Georgia Stitt, BMus’94, with 4-year-old America's Got Talent contestant Kaitlyn Maher.

In show business, the saying goes, it’s not what you know but who you know. In the case of Georgia Stitt, award-winning composer and vocal coach on America’s Got Talent, it’s both.

Music: Getting Real, from VANDERBILT MAGAZINE
by Angela Fox

A Tennessee native, Stitt received her bachelor’s degree in music theory and composition from the Blair School of Music in 1994 and her M.F.A. in musical theater writing from New York University. Since then Stitt has forged a successful career as a composer, conductor, arranger and music director in musical theater, dividing her time between New York City and her home in Los Angeles. As unlikely as it sounds, it was Stitt’s classical training and Broadway experience that led to her current work in reality television.
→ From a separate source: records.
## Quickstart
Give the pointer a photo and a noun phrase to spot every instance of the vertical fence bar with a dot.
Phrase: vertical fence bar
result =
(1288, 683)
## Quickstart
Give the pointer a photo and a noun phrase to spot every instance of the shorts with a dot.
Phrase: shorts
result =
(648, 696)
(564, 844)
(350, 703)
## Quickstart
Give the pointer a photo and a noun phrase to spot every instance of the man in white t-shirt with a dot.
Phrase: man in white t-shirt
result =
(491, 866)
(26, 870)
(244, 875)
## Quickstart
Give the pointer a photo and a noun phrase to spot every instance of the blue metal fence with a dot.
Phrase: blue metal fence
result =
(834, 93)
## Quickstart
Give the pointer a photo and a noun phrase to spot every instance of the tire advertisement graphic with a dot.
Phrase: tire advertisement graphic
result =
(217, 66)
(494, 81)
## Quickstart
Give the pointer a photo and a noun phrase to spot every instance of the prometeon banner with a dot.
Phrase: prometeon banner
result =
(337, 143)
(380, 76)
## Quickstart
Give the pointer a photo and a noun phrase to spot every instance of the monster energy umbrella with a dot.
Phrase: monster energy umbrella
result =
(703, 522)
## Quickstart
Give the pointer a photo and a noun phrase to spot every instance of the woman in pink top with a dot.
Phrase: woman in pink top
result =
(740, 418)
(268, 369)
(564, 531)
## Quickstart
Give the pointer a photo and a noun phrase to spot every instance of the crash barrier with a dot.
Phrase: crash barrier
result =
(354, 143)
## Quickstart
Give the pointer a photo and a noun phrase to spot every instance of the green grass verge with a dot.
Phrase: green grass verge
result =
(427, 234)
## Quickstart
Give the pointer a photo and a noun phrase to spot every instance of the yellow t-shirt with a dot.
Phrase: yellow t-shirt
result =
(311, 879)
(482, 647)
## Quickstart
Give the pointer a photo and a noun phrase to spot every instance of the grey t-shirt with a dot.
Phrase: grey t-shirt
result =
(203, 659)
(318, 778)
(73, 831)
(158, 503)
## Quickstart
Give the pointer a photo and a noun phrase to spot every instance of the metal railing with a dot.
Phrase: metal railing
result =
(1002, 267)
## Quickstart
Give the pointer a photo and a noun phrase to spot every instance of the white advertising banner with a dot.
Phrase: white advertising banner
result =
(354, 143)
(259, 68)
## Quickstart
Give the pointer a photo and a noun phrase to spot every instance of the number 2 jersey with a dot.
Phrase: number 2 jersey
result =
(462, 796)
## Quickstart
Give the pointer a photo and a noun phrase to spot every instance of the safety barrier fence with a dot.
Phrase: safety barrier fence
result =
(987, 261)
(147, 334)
Two years ago Stitt got a call from director/choreographer Kathleen Marshall, with whom she had worked on the Broadway revival of Little Shop of Horrors. “Our paths had crossed several times since then,” Stitt recalls. “This time she was directing and choreographing [the TV show] Grease: You’re the One That I Want, and she brought me on board as vocal coach.” On the NBC reality show, aspiring performers competed to be cast members in a revival of the musical Grease on Broadway.

Grease: You’re the One That I Want introduced Stitt to Nigel Wright, prominent British record producer and Andrew Lloyd Weber’s longtime musical director. Wright, who was musical director for the Grease reality show, was so impressed with Stitt’s vocal coaching that he brought her in as his assistant musical director on Clash of the Choirs. That musical TV reality hit pitted five amateur choirs from around the country, each led by a celebrity singer, against each other. “That went well,” Stitt says. “So when Nigel went to work on America’s Got Talent, he called me again.” Stitt worked on the 2008 season and hopes to return for the 2009 competition.
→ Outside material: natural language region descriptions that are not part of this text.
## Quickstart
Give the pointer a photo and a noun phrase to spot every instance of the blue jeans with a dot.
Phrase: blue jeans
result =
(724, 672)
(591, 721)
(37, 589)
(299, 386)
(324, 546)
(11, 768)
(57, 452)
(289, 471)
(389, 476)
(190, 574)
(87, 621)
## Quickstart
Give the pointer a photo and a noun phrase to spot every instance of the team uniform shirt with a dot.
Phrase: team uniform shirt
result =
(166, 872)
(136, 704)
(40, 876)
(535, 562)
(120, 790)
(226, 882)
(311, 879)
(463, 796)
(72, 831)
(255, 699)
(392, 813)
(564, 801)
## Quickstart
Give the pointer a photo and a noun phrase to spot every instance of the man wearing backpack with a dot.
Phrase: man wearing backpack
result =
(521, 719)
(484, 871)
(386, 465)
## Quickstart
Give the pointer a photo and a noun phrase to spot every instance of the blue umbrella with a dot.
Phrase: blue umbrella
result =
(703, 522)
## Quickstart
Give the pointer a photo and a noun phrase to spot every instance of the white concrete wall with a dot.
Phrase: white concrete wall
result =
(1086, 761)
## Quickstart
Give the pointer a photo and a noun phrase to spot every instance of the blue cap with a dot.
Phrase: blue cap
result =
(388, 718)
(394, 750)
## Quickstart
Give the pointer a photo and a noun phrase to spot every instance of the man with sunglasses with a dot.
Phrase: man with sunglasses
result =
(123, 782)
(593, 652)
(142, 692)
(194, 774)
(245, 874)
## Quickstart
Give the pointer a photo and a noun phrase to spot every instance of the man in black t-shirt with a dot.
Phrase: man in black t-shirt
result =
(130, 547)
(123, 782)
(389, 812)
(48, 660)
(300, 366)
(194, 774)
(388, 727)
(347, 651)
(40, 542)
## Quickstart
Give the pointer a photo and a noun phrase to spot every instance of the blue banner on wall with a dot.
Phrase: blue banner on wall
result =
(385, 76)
The difference with America’s Got Talent was that not all the talent was musical. “Of the 40 acts, though, 19 were musical, and one of my singers won the top prize,” Stitt says with pride. That singer is Neal E. Boyd, an insurance salesman from St. Louis who had studied classical voice and sang opera—which made his win even more impressive, says Stitt. “The show truly has Americans voting for the winner, and in this case they voted for an opera singer.” Stitt and Boyd clicked so well during the competition that Stitt continues to coach him for recordings and performances.

Reality TV work is very different from the vocal coaching Stitt does on Broadway or with private clients. “There’s a level of professionalism that’s already there, of course, when I coach singers on Broadway,” Stitt says. “On America’s Got Talent, some of the singers have never had a voice lesson. One woman who was in her 40s had never done vocal warm-ups before. When I showed her how, it was like I had taught her how to read. But that’s what teaching is about—you have to figure out where a student is and then meet them there.”